Put another way, for the software to run at maximum speed, programmers will have to develop multithreading applications that take advantage of them. As Alan Zeichick, president and principal analyst for Camden Associates notes, that's hard -- hard, the way earning a Ph.D. in computer science is hard.

Typical 9-to-5 programmers, who are used to programming single-thread apps, are ill-equipped to handle things such as memory locks or calculation delays. What's more, there are added complications like scalability: Code written for eight-, 16- or 32-core systems won't necessarily scale up to work on systems with 64 cores -- like Tilera's recently announced Tile64 -- or even more.

Now the two largest chipmakers in the world are redoubling their efforts to help programmers catch up with the hardware.

To date, the measures by AMD and Intel involve everything from hybrid software-hardware solutions to developing new tools, benchmarks and compilers that programmers can use to scale and troubleshoot the code they produce for multicore systems. For instance, AMD's "Hardware Extensions for Software Parallelism" initiative aims to better integrate software and hardware to take advantage of software parallelism.

For Intel, the renewed push toward both promoting and simplifying development for multicore platforms is most readily evident on the company's research blog. Over the past few weeks Intel researchers have published a number of papers detailing how the company is aiming to narrow the formidable gap in application development for multicore systems.
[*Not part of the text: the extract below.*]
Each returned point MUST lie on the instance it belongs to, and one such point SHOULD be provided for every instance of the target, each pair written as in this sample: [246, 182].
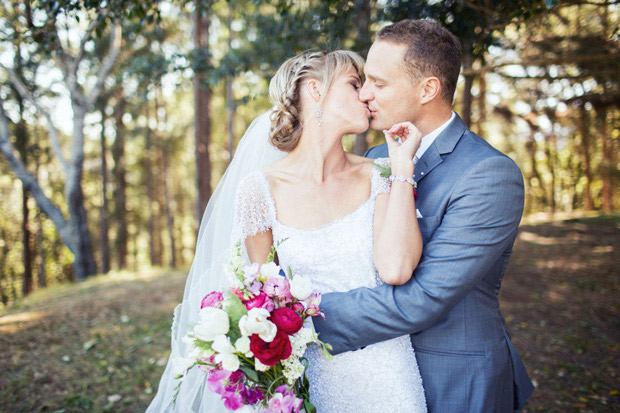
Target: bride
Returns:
[340, 224]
The company also recently released its Threading Building Blocks C++ library, an open-source project to provide programmers with generic code that implements "tasks" instead of "threads." Intel claims the library is future-proof, with compatibility for its four-, eight- and (someday) even 100-core processors.

The overriding philosophy, according to Intel's Bautista, is to tackle the problem from both a hardware and software perspective and to use grants and incentives to cultivate more academic research on parallelism, something he says has been lacking in recent years.

Because these massively multicore chips don't exist yet, Bautista freely admits that Intel doesn't have all the answers.

To be fair, neither does Intel's smaller rival, AMD, even with its new initiative, Hardware Extensions for Software Parallelism. Like Intel, AMD's philosophy is to cast as wide a net as possible, seeding the developer community at large with the tools necessary for parallel programming, while also tackling the problem from both the hardware and software sides.

In that vein, the company last week released Light-Weight Profiling, or LWP, a tool that provides real-time analysis of how to improve application performance for multicore platforms.

In essence, LWP lets the code itself make on-the-fly decisions -- while it is running -- about how best to boost the performance in a parallel environment.

"We want to enable the tuning processes to be done in an automated way at runtime," says Earl Stahl, AMD's vice president of software engineering, adding that such additions will be particularly beneficial to multithreaded runtime environments such as Sun Microsystems' Java Virtual Machine and Microsoft's .Net Framework.

These kind of self-optimizing environments may indeed be where the solution lies, according to Zeichick. He says both AMD and Intel are trying to encourage operating-system developers -- like Microsoft, Apple and Linux vendors -- to incorporate these technologies into the operating systems themselves, a move that would save the chipmakers millions in terms of development.

"Ultimately, I think they will be successful. If you take Microsoft or Red Hat, they need to have their systems scale up. It's as simple as that. Platform vendors have a vested interest in this … a bigger interest really than anyone else," he says.

Whether this happens or not, AMD and Intel certainly have to figure out a way to close the substantial gap between hardware and software that has emerged over the past two years. If not, both companies risk releasing quad-, octa- and many-core platforms to a public that really couldn't care less.

As Bautista reminds us: "It's not the hardware that's really compelling; it's what you can do with the hardware that really is the interesting stuff."